The Boks play Tonga on Sunday at the Rugby World Cup and they are still scratching their heads as to how an apparent scrum dominance over the Irish translated into some penalties for the men in emerald green.
The Boks are hoping to take their frustration out on a hefty Tongan pack, according to Human, who has been the scrum doctor for the Stormers and Toulouse, while as a player he played four Tests for the Boks in 2002.
“Some areas of the field were wet when we played Ireland and one of the penalties we gave away was because Frans’ (Malherbe’s) feet slipped out from under him,” Human said.
“That is something we can fix. It’s a technical thing.
“I’m also not sure if we’re allowed to play with 25mm studs in the World Cup, but we can maybe put in a request.
“From there, we may slip a little bit less,” Human said, choosing his words carefully.
“In one other infringement, we out-hit Ireland because we had picked a seven-one bench split and they couldn’t handle the heat, and in the very next one, they stood up.
“Remember, the second infringement then becomes a penalty, but the penalties are technical, while the pictures we saw were dominant ones.
“We always create and try to show that picture, but sometimes you slip.
“Also, we will never point a finger at one player because it’s a team effort.”
Tonga were disappointing in their opening match against Ireland. They fought hard in the first half before capitulating, and against Scotland, they also started well only to fall away badly.
Human reckons the best is still to come from Tonga and that they will get stuck into the Boks in their final outing at the World Cup.
“I think they probably have the heaviest pack in the competition,” Human said.
“They’ve got a massive hit and we need to be able to handle that.
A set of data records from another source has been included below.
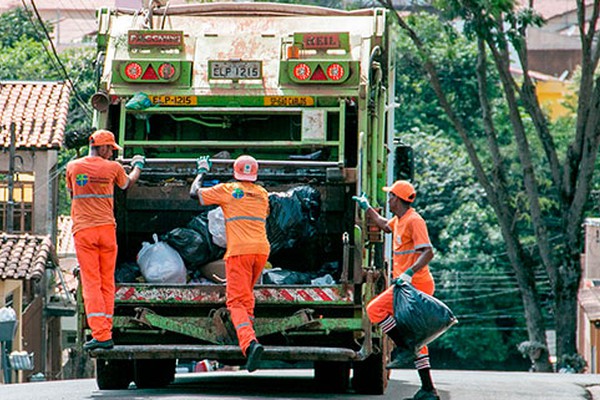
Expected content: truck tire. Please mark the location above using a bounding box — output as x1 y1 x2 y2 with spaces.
133 359 175 389
315 361 350 393
352 338 391 395
96 358 133 390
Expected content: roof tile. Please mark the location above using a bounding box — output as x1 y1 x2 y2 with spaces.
0 233 58 280
0 81 71 149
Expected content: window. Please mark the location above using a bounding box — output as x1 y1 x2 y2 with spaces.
0 173 34 233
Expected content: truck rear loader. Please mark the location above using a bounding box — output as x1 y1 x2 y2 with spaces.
79 2 406 394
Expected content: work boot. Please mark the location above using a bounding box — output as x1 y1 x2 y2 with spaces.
83 339 115 351
385 347 415 369
412 388 440 400
246 340 265 372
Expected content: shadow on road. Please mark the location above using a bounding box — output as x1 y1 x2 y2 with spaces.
92 373 418 400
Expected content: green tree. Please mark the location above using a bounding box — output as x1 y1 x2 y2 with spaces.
0 8 95 214
381 0 600 371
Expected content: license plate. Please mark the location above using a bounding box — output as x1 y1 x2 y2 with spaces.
264 96 315 107
149 95 198 106
208 61 262 79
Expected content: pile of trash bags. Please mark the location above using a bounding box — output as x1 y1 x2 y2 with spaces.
122 186 326 284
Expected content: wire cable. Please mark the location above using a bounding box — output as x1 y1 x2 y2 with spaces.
21 0 92 117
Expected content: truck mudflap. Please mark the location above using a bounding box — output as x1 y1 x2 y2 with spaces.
90 344 370 361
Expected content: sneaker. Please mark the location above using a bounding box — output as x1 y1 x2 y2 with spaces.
412 389 440 400
386 347 415 369
246 340 265 372
83 339 115 351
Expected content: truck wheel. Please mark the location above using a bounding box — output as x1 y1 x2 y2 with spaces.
352 338 391 395
133 359 175 389
315 361 350 393
96 358 133 390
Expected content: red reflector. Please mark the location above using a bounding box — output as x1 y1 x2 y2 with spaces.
142 64 158 81
125 63 142 79
327 64 344 81
294 63 312 81
310 65 327 81
158 63 175 79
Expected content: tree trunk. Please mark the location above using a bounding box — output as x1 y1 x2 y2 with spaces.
554 258 581 367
“They scrum very well, and they also put Ireland under a lot of pressure.
“They’ve got a hell of a pack and they will feel that they have nothing to lose against us.
“They will give it their all.” Human has had a full contingent of forwards at training this week, despite the physicality of the Ireland game.
Vincent Koch, who was withdrawn at the last minute against Romania, has got through training unscathed and on Sunday will be the last Bok to get some World Cup action. The other 32 players have all played.
The Boks have been criticised for not mauling enough against Ireland after choosing to take long-range kicks at goal instead of aiming for the corners, but Human hinted that the Boks will go back to this strength.
He also said the Bok pack is targeting push-over tries against the Tongans,
“One hundred percent we want to get a pushover try,” he said.
“I’m not going to say what it does to me, but for a scrum coach that’s the thing you dream about.
“For the team as well, because they deserve it, especially the way the guys are working and grafting week in and week out.
“They never complain, they never say, ‘no, not one more’, because they know it’s working.
“It’s been working for us in the past and I’m sure it will work for us going forward.
“It’s awesome the way that the guys train. They can handle it. They’re built for this – this is what we do.”